6 Real Estate Moves to Make Before the New Year
With the end of the year approaching, learn several real estate-related actions that you can make before 2016. These six smart strategies will help you financially in the new year. Our research team found the following article, originally in RealtyTimes.com, to discuss end of the year real estate financial tips which benefit both buyers and sellers.
Many of us know about some end-of-the-year financial tips we can use to lower our tax obligations – maxing out our 401(k), funding an IRA, and making charitable donations. But there are several real estate-related actions that can also help. With time ticking down before the calendar rolls over to a new year, jump on some of these smart strategies that can help you hold on to more of your money.
- Buy a house
With a quick escrow, you can close before the end of the year, which will mean you can take a nice deduction on your 2015 taxes. “We calculated that a homeowner who took the average for each of four tax benefits would claim $15,871 in home-related deductions (if he or she itemizes),” said house logic. Those include mortgage interest, points paid on a mortgage, property taxes, and mortgage insurance.
Getting preapproved now can also mean locking in a low interest rate before the predicted rise this month.
“Americans looking to buy a home are facing pressure to act as soon as possible, as the era of rock-bottom mortgage rates that have sustained the nation’s housing market since the recession could be coming to an end,” said the Washington Post. “For years, many home buyers have enjoyed interest rates of under 4 percent, far lower than historic averages. But many analysts say that will change if the Federal Reserve begins pulling back its support for the American economy next month, as is widely expected. An increase in the central bank’s benchmark rate is likely to result in rate raises for all sorts of loans, particularly mortgages.”
The Post noted that mortgage applications were up 20 percent this fall compared to last year – perhaps a reaction to the threat of rising rates.

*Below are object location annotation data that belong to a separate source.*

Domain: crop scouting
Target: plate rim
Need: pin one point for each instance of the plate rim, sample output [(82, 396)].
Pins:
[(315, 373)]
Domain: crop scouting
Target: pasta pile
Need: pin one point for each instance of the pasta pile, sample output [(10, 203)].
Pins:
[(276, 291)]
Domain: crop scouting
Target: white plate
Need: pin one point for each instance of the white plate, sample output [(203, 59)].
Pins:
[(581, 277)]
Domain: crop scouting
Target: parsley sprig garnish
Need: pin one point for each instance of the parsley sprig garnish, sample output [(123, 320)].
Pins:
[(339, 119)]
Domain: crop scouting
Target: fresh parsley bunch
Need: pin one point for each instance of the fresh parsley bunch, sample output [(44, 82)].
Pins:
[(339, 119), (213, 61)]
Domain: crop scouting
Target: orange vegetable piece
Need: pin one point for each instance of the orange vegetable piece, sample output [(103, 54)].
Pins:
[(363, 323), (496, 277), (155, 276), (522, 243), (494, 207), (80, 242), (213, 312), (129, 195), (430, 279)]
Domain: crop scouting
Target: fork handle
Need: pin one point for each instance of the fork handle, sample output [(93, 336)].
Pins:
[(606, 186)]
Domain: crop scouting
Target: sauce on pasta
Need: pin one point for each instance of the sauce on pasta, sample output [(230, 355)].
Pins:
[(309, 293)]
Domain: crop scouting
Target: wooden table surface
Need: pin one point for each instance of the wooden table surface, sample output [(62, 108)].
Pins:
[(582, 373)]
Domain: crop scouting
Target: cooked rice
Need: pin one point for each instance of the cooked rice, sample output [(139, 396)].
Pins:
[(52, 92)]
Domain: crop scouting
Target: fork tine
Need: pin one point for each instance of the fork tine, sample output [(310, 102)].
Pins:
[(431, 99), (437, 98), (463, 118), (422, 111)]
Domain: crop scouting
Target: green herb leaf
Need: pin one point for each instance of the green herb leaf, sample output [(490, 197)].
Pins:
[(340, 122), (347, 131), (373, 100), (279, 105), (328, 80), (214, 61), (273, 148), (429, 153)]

Quick, before interest rates go up. “The Mortgage Bankers Association expects that rates on 30-year loans could reach 4.8 percent by the end of next year, topping 5 percent in 2017,” said the Washington Post. “Rates haven’t been that high since the recession.”

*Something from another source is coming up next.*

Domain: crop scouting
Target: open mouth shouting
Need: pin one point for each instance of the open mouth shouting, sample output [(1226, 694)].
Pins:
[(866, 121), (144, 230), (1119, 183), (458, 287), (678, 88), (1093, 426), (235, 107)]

But not everyone is a prime candidate for refinancing. “If you can shave at least 1 percentage point from your current mortgage rate, then refinancing probably makes sense,” said Interest.com. “Let’s say you have a 30-year fixed-rate home loan that’s charging 5.6%. Refinance at current interest rates, and you’ll reduce your monthly payments by about $90 a month for every $100,000 you borrow.
The best deal for most borrowers is the one that offers the lowest interest rate, with no points and lender fees of $2,000 or less.”
- Make your January house payment early
If you’re already a homeowner, making your mortgage payment for January in December will allow you to deduct the interest this year.
“Unless you expect your income to rise next year, try to claim as many deductible expenses as possible by year-end so that you can take the write-offs sooner rather than later,” said Kiplinger.
- Pay your property taxes early
“In states where property taxes are due in multiple chunks, it may make sense to pre-pay next year’s first installment before this year ends,” said Forbes. “This is especially the case for people expecting their incomes to go down in 2015. Just be sure that your mortgage company allows for pre-payments.”
- Defer rental payments
Have rental property? “One simple way to lighten your tax burden in the coming year is to delay the receipt of payments on rental properties until after the first of the year,” said ABC News. That way it won’t be taxed until the following year.
- Purchase a rental property
The depreciation of rental property can actually help make you money. It might be too late to pull together a purchase at this late date, but at least you’ll know what to be prepared for next year.
“It’s no secret that rental properties lose money on paper. With the power of deprecation, the fact you get to deduct the mortgage interest your renter is paying for you, and not to mention travel, property taxes, HOA fees, repairs, maintenance, home office, supplies, cell phone, etc… the tax benefits add up quickly,” said CPA Mark J. Kohler. “At the very least, you will be able to carry these losses forward indefinitely to write off against future property sales, if you aren’t able to deduct them immediately against your other income. The tax benefits can be phenomenal.”